Preceduto da una critica eccessivamente entusiastica– probabilmente per il regista italiano – il film Chiamami con il tuo nome, già presentato al Festival di Berlino 2017, mi ha leggermente deluso.
Siamo nella villa di famiglia del Prof. Perlman, nella campagna di Pandino in provincia di Crema nel 1983. D’estate, moglie, marito con Elio, il figlio diciassettenne, usano ospitare un meritevole studente straniero. Quest’anno è la volta di Oliver, un aitante ventiquattrenne, studente americano del New England. L’ambiente è quello di una famiglia borghese ebraica e intellettuale, dove si parlano diverse lingue con disinvoltura, si leggono poesie e si suona Bach al pianoforte.
La prima parte del film è bella, intensa e trasmette attraverso lo sguardo di Elio quei tormenti adolescenziali, problemi di crescita, che tutti abbiamo provato in forme più o meno acute: invidie, gelosie e insicurezze contrapposte ad atteggiamenti ostentatamente da adulti, come ad esempio un modo spavaldo di fumare e di tenere la sigaretta in mano. Tutte emozioni trasmesse dal bravissimo protagonista. E per due terzi del film si vede volentieri: il villone un po’ dégagé ereditato, le corse in bicicletta nella piatta piana padana estiva, le prime colazioni all’aperto e i bagni negli stagni o laghetti fanno pensare un po’ al Giardino dei Finzi Contini (De Sica 1970) e un po’ a Io ballo da sola (Bertolucci 1996).Un’amica mi ha suggerito perfinoIl tempo delle mele (Pinoteau 1980)!

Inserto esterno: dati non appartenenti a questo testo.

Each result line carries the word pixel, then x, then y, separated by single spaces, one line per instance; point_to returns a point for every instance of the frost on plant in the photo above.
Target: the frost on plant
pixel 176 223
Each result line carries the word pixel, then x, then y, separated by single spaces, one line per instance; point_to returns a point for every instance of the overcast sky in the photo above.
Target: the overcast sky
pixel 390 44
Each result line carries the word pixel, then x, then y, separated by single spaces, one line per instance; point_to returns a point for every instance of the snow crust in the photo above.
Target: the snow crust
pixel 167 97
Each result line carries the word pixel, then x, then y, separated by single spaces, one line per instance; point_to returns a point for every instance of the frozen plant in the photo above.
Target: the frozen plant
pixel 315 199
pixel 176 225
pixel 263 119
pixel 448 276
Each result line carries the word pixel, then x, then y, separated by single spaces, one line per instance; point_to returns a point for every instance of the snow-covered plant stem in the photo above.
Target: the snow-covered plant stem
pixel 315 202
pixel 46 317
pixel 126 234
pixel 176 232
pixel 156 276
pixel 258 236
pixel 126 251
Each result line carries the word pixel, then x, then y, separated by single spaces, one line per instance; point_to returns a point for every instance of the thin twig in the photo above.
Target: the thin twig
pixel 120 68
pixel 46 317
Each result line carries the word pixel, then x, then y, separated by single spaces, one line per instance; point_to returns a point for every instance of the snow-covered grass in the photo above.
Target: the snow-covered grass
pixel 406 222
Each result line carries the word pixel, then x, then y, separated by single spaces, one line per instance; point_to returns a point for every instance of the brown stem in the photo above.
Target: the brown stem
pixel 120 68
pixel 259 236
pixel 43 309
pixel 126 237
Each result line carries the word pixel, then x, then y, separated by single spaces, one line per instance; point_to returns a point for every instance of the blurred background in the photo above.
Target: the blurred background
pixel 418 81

Meno intensa è proprio la parte in cui il desiderio diventa realtà, la passione vissuta sembra un po’ scontata, le gite in montagna e le scene a Bergamo del tutto gratuite.
A parte il bravissimo Thimothée Chalamet, gli altri personaggi, e i rispettivi interpreti ,sono tutti un po’ fuori posto. I genitori di Elio erano assolutamente poco credibili come personaggi e poco azzeccati fisicamente, specialmente il padre. Ma perfino Oliver non era convincente, poco statuario per essere considerato una bellezza classica (uno stampellone con gambe troppo secche e Troppo lunghe) troppo poco ambiguo. Gli ospiti dei Perlman sono al limite del grottesco, la vecchia coppia gay è un po’ caricata ma anche la coppia etero di intellettuali che straparlano del pentapartito a guida socialista e della morte di Buuel. Un voluto occhiolino alla TV dove Beppe Grillo comico fa il verso a Craxi. Forzata anche la partita a carte di Oliver nel bar di provincia. Qua e là qualche piccola sbavatura del montaggio come un pezzo di musica tagliato un po’ bruscamente per un cambio scena o le curve della montagna attorno a Clusone, Bergamo, che sembrerebbe esser percorso in pullman.
Insomma Chiamami con il tuo nome è un film edonista che vorrebbe essere un tributo ai vari illustri maestri cui guarda Guadagnino: Bertolucci, Rohmer, Renoir, Visconti. La sceneggiatura è tratta dal romanzo di André Aciman, e Guadagnino l’ha scritta con James Ivory e Walter Fasano. Il film probabilmente piacerà più agli americani sempre in cerca di stereotipi italiani. Mi chiedo però se non fosse stato meglio per rappresentare l’Italia, mostrare le bellezze del territorio umbro o marchigiano (per non volere abusare della regione toscana) invece della pianura padana lombarda!